Im following the algorithm for left recursion elimination from a grammar.It says remove the epsilon production if there is any
I have the following grammer
S-->Aa/b
A-->Ac/Sd/∈
I can see after removing the epsilon productions the grammer becomes
1) S-->Aa/a/b
2)A-->Ac/Sd/c/d
Im confused where the a/b comes in 1) and c/d comes in 2)
Can someone explain this?
lets look at the rule S->Aa, if A->∈ then S->∈a giving just S->a, so together with the previous rules we get S->Aa|a|b
now lets check the rule A->Ac and A->∈c which gives us A->c.
what about A->Sd?
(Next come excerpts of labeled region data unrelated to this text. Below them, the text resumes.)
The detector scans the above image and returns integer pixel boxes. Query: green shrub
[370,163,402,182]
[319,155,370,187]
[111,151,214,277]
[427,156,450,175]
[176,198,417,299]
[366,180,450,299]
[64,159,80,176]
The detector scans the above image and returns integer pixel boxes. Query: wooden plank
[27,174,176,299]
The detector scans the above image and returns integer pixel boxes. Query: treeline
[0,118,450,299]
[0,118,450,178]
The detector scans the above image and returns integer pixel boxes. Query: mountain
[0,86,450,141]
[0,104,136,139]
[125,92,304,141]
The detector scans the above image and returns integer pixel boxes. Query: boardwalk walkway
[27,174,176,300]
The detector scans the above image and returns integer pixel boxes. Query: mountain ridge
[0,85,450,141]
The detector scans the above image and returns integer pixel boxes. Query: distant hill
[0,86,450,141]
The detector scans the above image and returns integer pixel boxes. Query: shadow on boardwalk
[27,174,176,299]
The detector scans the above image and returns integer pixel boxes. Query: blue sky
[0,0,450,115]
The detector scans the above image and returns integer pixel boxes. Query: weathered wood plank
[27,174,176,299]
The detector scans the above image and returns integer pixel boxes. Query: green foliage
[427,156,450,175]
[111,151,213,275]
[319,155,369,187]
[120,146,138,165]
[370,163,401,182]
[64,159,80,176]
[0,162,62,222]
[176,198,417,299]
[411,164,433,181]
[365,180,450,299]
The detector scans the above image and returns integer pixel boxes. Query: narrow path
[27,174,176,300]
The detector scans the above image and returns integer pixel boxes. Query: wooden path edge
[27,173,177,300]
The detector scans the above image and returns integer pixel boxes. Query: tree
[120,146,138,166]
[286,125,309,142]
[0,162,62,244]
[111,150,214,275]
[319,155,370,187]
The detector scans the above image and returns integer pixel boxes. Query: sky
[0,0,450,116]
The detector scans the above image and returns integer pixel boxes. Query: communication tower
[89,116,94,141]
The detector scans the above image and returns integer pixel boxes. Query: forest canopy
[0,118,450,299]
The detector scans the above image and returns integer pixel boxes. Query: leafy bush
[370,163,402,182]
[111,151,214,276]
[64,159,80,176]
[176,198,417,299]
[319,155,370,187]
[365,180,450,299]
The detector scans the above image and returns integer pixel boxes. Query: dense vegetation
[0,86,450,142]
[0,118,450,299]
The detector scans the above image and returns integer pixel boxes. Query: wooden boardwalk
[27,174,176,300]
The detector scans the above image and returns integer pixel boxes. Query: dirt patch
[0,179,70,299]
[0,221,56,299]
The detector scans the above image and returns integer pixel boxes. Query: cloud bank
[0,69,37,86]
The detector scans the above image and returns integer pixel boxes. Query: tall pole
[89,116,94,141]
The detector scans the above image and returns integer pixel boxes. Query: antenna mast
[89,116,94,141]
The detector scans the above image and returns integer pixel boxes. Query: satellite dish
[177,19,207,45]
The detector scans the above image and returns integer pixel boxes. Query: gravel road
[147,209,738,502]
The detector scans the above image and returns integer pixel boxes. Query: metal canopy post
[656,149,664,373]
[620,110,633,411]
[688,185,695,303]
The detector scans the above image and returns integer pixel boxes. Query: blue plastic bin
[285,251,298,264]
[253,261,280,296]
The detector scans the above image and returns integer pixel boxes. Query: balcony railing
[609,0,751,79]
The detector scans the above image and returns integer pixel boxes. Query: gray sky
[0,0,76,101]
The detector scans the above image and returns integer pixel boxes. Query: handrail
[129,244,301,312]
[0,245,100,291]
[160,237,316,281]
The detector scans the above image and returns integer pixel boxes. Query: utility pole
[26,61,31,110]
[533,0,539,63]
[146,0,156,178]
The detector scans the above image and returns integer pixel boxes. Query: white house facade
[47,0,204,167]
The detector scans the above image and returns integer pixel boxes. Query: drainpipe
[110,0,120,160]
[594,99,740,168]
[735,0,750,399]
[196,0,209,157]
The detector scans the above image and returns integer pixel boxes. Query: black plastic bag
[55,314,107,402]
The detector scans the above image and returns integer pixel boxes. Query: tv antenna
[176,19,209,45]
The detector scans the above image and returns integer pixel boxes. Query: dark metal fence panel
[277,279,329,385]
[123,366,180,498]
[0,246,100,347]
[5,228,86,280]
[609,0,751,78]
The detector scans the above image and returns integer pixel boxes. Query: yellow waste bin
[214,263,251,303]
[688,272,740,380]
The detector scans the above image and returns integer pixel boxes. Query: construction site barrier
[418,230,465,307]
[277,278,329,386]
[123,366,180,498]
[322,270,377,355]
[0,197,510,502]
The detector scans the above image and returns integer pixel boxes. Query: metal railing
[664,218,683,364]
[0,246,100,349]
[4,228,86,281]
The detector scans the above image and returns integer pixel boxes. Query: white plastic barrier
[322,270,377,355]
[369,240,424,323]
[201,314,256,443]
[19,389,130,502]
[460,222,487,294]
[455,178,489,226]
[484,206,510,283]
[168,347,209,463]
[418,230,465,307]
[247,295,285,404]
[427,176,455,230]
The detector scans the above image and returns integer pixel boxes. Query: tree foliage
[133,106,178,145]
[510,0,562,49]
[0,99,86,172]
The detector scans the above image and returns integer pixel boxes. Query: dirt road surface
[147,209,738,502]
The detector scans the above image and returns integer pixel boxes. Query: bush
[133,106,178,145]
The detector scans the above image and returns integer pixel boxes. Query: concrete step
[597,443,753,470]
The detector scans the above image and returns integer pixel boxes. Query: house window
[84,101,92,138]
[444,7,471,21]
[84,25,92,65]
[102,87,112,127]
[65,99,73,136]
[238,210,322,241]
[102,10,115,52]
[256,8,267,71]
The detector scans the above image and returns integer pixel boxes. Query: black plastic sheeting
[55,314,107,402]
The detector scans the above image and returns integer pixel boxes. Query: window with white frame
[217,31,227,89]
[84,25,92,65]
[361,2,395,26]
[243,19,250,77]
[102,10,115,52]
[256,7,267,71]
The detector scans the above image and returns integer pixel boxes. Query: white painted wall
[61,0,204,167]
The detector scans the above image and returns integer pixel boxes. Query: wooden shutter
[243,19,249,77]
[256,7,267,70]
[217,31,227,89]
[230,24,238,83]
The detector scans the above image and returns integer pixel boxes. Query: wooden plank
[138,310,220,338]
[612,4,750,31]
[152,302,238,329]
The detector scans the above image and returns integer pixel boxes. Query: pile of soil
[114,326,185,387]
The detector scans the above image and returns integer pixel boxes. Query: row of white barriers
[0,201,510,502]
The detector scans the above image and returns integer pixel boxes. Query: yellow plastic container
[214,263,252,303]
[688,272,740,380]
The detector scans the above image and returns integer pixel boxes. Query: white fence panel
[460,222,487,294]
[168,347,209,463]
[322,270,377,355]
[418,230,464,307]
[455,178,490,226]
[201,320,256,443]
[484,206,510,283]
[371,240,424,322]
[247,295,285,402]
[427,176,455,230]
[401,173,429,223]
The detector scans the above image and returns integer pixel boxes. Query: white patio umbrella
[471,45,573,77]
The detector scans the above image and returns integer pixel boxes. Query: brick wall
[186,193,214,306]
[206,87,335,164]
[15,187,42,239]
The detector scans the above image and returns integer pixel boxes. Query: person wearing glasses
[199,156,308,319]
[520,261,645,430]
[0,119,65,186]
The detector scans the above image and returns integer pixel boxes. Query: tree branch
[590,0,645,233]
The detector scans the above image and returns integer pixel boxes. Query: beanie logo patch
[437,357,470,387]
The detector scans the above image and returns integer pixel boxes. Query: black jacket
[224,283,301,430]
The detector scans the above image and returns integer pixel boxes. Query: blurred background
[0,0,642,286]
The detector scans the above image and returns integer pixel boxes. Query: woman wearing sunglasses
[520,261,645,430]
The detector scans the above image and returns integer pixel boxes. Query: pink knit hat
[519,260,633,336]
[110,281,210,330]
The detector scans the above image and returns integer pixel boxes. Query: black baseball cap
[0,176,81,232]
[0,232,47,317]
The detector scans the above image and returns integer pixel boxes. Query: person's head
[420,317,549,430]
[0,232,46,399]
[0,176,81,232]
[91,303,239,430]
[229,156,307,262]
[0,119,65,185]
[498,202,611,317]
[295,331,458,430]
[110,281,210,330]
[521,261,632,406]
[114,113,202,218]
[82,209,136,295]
I dont see how you got A->d as a rule. if that is a rule, then the string "da" is accepted by this grammar (S->Aa & A->d --> "da"), but try to construct this string with the original grammar - if you start with S and the string finishes with a, it means you must use S->Aa, but then in order to have a "d" you must use A->Sd, which forces us to have another "a" or "b", meaning we cannot construct this string, and the rule A->d is not correct.
Im trying to model the EBNF expression
("declare" "namespace" ";")* ("declare" "variable" ";")*
I have built up the yacc (Im using MPPG) grammar, which seems to represent this, but it fails to match my test expression.
The test case i'm trying to match is
declare variable;
The Token stream from the lexer is
KW_Declare
KW_Variable
Separator
The grammar parse says there is a "Shift/Reduce conflict, state 6 on KW_Declare". I have attempted to solve this with "%left PrologHeaderList PrologBodyList", but neither solution works.
Program : Prolog;
Prolog : PrologHeaderList PrologBodyList;
PrologHeaderList : /*EMPTY*/
| PrologHeaderList PrologHeader;
PrologHeader : KW_Declare KW_Namespace Separator;
PrologBodyList : /*EMPTY*/
| PrologBodyList PrologBody;
PrologBody : KW_Declare KW_Variable Separator;
KW_Declare KW_Namespace KW_Variable Separator are all tokens with values "declare", "naemsapce", "variable", ";".
It's been a long time since I've used anything yacc-like, but here are a couple of suggestions that may or may not help.
It seems that you need a 2-token lookahead in this situation. The parser gets to the last PrologHeader, and it has to decide whether the next construct is a PrologHeader or a PrologBody, and it can't tell that from the KW_Declare. If there's a directive to increase lookahead in this situation, it will probably solve the problem.
You could also introduce context into your actions: rather than define PrologHeaderList and PrologBodyList, define PrologRuleList and have the actions throw an error if a header appears after a body. Ugly, but sometimes you have to do it: what appears simple in a grammar may not be simple in the generated parser.
A hackish approach might be to combine the tokens: rather than KW_Declare and KW_Variable, have your lexer recognize the space and use KW_Declare_Variable. Since both are keywords, you're not going to run into namespace collision problems.
The grammar at the top is regular so IIRC you can plot it out as a DFA (or a NDA and convert it to a DFA) and then convert the DFA to a grammar. It's bean a while so I'll leave the work as an exercise for the reader.